Abstracts
Résumé
En France, la criminologie n’a jamais été une discipline autonome. Elle n’existe institutionnellement qu’en tant qu’annexe du droit pénal. En réalité, elle se situe au carrefour de trois pôles universitaires qui sont autant de pratiques professionnelles : la médecine, le droit et les sciences sociales. On propose ici, pour le comprendre, de faire un détour historique depuis la fin du xixe siècle. C’est à la « Belle époque » que se joue la première partie. Elle met aux prises des médecins (qui parlent d’« anthropologie criminelle »), des juristes et des sociologues. Elle ne débouche sur aucun consensus et aucune construction disciplinaire. L’entre-deux-guerres voit ensuite s’affirmer la criminologie des juristes et des médecins qui raffermissent leurs liens institutionnels classiques (la médecine légale et la psychiatrie légale), tandis que s’introduit la psychanalyse. De son côté, la sociologie du crime disparaît et il faut attendre les années 1950 pour qu’elle se reconstruise.

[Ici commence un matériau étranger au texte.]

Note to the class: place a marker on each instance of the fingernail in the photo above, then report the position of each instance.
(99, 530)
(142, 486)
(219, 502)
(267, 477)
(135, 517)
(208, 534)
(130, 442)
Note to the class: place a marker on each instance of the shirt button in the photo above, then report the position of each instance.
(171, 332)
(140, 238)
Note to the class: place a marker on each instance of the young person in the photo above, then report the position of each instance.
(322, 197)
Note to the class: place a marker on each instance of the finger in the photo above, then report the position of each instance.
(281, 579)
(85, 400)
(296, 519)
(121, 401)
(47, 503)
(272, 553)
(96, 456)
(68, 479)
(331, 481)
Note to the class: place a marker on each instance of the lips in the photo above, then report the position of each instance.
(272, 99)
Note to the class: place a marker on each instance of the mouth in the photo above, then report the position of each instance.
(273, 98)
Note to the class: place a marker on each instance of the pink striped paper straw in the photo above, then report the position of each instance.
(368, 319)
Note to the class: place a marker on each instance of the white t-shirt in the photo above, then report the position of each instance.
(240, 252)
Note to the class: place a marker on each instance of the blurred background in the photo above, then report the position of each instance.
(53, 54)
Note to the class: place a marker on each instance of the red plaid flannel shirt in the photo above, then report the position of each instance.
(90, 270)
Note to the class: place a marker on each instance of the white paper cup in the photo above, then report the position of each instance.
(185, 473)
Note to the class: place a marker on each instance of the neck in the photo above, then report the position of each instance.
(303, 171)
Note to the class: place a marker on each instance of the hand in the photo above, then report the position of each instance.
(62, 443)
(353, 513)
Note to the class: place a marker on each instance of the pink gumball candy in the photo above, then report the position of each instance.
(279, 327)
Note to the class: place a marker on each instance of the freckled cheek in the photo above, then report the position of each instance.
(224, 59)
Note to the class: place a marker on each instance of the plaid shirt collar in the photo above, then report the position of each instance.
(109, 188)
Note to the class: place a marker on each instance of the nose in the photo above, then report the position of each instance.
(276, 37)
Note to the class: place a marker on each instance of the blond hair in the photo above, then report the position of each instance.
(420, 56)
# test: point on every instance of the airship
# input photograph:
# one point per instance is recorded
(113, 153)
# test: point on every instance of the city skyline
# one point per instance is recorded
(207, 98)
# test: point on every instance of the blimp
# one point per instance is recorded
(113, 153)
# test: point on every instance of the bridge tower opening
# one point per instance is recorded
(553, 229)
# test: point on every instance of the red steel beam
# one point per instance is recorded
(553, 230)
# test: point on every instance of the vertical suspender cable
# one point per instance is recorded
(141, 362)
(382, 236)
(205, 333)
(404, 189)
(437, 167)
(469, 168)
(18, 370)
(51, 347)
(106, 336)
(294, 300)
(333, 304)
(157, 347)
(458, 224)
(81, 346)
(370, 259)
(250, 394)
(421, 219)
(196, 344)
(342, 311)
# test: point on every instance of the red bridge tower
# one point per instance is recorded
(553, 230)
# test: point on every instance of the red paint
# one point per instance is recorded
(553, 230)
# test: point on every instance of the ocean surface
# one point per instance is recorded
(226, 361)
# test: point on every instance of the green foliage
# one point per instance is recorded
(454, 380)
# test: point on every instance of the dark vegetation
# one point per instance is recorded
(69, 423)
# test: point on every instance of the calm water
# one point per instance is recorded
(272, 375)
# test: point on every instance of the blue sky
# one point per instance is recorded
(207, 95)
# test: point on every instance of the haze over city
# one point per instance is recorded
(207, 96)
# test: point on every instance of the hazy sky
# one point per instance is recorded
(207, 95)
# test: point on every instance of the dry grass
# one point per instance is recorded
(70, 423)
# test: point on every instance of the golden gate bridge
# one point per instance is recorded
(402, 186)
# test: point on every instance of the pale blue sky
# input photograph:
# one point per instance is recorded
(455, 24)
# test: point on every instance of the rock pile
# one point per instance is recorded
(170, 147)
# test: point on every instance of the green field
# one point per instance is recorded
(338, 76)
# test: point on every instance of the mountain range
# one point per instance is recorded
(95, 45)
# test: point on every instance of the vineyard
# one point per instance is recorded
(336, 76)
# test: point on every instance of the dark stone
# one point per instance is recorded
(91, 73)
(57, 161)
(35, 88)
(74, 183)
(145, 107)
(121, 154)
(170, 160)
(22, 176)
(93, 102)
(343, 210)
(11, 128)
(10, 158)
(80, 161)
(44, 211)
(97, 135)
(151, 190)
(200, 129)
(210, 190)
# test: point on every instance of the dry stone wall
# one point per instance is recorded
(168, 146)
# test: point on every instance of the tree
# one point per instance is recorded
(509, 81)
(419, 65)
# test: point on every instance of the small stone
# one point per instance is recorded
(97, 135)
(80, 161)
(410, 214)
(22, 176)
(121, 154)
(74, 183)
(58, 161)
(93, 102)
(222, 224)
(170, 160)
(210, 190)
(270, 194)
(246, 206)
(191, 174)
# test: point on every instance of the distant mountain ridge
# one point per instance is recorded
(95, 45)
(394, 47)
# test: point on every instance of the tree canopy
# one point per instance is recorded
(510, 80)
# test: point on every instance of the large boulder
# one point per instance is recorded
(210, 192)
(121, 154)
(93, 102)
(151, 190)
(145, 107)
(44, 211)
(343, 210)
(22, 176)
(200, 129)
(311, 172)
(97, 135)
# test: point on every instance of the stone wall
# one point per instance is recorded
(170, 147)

Dans les années 1950-1970, un contexte intellectuel et politique général permet des rapprochements inédits à l’échelle historique, malgré des conflits persistants entre les approches cliniques et les approches sociologiques. Puis les conflits s’estompent, les idéologies qui produisaient une culture commune reculent et chacun se replie sur ses logiques professionnelles. En un sens, la criminologie existe moins que jamais comme discipline. Les recherches empiriques sur le crime connaissent pourtant une croissance continue dans les sciences sociales, du fait toutefois de financements institutionnels ponctuels qui posent des problèmes de politique scientifique discutés en conclusion.
Abstract
Criminology has never been an independent field in France. Its only institutional existence is as an appendage to criminal law. It is in fact the meeting grounds for three academic poles — medicine, law, and the social sciences — representing different professions. To understand this situation, a look at history since the late 19th century is advanced here. The first act took place at the “Belle Epoque”. It involved physicians (speaking of “criminal anthropology”), jurists and sociologists. No consensus was reached, and no discipline was constructed. During the 20th century interwar period, jurists and physicians dominated the field, strengthening their conventional institutional ties (to forensic medicine and forensic psychiatry), whereas psychoanalysis entered the arena. The sociology of crime disappeared, not to be reconstructed until the 1950s. During the 1950-1970 period, historically unique reconciliations were facilitated by the general intellectual and political context, despite persistent conflicts between clinical and sociological approaches. Conflicts waned thereafter, those ideologies that had produced a shared culture regressed, and each profession withdrew into its own logic. In a sense, criminology now exists less than ever as a discipline. Social scientists are increasingly conducting empirical research on crime, however. These studies are facilitated by institutional financing on an individual project basis, raising scientific policy problems that are discussed in conclusion.